WAGOP-endorsed candidate Sue Kuehl Pederson, a scientist, and her political rival King County Council member Dave Upthegrove, a Democrat, are tied in a statistical dead heat. Both received 20.82 percent of the vote with 396,249 and 396,300 votes, respectively.

Republican Jaime Herrera Beutler, a former Congresswoman and legislator, leads in first place with 419,297 ballots cast, or 22.03 percent of the vote.

According to WAGOP Chairman Jim Walsh, Washington Secretary of State Steve Hobbs will soon be notifying all 39 counties about the hand recount, as mandated by state law.

“We will be aggressively reviewing all the 39 counties’ practices in their manual recount. We may also be raising in court some issues that we are concerned about in a few counties where cured ballots may not have complied with state law and best practices, “says Chairman Walsh.

“The gist of what’s going to happen is that we will be watching the review of those paper ballots like hawks. We are not going to sit idly by. We have our system already in place,” adds Chairman Walsh. “Our focus moves from aggressively curing those ballots to watching the recount and making sure that every vote gets properly counted. We are optimistic that Sue Kuehl Pederson will get through this primary and be on the general election ballot in November.”

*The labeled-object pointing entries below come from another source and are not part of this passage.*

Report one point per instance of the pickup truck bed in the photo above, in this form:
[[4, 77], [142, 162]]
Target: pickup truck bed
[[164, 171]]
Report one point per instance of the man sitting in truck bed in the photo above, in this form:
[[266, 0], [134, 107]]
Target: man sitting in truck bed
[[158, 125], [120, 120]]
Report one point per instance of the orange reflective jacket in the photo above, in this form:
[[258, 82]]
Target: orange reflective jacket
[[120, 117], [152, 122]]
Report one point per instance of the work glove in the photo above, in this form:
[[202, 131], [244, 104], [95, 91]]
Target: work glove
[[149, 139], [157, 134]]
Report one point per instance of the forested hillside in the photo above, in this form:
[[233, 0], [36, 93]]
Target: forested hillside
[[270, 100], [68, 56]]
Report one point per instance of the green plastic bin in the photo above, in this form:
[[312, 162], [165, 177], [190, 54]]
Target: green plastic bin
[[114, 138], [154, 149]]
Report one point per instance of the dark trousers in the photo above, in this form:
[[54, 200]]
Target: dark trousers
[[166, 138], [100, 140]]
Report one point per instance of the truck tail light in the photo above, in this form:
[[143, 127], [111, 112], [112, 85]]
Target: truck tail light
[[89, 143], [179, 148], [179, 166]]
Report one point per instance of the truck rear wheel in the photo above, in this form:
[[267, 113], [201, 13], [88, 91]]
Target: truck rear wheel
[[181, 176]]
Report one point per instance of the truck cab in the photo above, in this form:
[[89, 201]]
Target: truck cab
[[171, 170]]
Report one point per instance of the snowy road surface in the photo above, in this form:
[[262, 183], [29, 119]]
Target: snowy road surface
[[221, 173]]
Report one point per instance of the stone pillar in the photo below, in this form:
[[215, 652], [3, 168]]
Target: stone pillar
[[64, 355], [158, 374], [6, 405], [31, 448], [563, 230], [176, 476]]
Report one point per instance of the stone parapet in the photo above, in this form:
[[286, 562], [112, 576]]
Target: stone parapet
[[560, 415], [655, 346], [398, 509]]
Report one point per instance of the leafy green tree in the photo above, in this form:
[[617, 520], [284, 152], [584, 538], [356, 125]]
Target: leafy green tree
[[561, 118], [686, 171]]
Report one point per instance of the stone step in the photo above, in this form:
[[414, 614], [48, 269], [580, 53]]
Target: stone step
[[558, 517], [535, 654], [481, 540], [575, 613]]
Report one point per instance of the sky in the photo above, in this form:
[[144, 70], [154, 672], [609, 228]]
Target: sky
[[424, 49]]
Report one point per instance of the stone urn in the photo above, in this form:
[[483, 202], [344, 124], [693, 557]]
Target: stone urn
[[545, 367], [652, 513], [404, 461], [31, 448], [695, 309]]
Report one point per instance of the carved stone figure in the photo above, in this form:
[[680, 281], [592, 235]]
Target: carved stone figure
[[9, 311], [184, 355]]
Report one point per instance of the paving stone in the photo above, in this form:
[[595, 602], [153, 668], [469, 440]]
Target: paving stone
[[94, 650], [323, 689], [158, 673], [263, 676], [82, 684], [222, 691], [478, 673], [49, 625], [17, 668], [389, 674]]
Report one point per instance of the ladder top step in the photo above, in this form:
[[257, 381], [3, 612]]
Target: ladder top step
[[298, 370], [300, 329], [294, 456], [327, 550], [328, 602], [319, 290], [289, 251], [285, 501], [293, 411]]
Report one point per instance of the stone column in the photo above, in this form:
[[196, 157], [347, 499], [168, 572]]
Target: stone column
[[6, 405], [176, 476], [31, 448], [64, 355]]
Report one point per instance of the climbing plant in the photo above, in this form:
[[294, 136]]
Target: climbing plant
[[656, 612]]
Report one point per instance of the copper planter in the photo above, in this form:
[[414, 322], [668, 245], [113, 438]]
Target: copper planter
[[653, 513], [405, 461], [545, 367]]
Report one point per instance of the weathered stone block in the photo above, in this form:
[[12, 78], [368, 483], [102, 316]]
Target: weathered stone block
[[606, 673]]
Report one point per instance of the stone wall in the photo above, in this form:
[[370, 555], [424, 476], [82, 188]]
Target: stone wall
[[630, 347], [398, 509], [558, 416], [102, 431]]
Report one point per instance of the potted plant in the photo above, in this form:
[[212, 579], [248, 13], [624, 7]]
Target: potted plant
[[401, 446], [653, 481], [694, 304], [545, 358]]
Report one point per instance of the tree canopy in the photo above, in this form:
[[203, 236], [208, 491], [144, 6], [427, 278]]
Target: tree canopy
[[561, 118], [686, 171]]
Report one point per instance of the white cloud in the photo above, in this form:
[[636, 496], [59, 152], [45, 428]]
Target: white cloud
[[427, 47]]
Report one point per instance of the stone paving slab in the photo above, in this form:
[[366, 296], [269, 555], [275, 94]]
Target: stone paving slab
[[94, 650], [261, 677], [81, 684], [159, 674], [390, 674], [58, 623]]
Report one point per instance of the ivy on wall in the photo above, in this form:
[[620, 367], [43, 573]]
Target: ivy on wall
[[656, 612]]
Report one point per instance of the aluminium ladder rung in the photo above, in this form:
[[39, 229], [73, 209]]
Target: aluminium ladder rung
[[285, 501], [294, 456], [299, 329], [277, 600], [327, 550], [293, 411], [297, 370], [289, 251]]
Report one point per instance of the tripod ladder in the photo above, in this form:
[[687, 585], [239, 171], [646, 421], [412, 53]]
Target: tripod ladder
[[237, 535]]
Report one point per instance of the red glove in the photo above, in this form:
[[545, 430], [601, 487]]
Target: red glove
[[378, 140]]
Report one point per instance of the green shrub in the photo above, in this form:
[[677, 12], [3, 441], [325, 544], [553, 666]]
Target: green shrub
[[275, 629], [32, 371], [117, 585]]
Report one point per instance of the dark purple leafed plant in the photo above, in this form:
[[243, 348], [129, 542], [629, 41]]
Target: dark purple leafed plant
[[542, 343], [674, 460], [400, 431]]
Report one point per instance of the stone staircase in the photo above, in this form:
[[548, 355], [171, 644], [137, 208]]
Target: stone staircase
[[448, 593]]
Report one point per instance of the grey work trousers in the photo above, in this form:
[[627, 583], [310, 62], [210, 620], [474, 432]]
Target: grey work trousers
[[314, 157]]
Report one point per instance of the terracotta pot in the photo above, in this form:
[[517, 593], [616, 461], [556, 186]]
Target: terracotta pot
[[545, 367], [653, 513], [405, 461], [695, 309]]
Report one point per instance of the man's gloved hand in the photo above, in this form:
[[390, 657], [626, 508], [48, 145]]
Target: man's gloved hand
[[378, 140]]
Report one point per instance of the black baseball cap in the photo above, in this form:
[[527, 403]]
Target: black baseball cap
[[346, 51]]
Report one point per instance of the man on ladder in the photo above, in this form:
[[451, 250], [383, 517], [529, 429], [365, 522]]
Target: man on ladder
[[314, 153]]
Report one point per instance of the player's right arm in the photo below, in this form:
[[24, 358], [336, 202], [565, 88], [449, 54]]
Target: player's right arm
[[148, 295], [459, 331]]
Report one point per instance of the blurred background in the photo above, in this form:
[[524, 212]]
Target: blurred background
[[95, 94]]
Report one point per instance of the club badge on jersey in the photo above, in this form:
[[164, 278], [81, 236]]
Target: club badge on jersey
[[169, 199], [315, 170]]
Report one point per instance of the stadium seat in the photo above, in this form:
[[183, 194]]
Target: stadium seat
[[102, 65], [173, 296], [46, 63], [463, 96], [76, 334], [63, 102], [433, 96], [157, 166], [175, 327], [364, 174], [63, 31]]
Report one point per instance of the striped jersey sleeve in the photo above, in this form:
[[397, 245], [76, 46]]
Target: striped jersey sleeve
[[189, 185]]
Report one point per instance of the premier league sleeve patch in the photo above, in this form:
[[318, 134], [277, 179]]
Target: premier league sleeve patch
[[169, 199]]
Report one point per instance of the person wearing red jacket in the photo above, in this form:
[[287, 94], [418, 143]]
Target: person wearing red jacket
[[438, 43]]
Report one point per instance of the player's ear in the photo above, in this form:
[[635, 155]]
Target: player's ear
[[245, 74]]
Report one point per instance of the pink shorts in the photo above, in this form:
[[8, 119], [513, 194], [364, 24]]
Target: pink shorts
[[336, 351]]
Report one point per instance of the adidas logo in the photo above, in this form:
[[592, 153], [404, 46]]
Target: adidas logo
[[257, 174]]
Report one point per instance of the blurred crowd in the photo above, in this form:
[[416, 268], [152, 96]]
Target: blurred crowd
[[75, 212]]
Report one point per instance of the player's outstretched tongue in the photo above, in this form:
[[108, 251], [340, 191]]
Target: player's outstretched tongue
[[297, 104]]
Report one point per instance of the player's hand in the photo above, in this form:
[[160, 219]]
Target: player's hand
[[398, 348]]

“The race is the closest statewide race in the history of Washington’s primary, exceeding the 1960 superintendent of public instruction primary where A. T. Van Devanter and Harold L. Anderson were separated by 252 votes,” reads a press release from the Office of Secretary of State’s website.

Manual recounts, also known as hand recounts, of statewide races are required when the difference between the candidates is less than one-quarter of 1 percent of the total votes cast for both candidates, with a spread of fewer than 1,000 votes.

The commissioner of public lands oversees WA’s public timber lands and is also the elected head of the Department of Natural Resources, or DNR.

“The current Commissioner has wasted the renewable natural resources under her purview and instead wanted to tax citizens an additional $65 million annually to fight fires, rather than thinning out our forests to prevent fires while also earning revenues from timber,” reads Kuehl Pederson’s website. “Our Public Lands need to be opened up and better managed. We have the tools to do this; we need to use them to improve our economy, our health, and our schools.”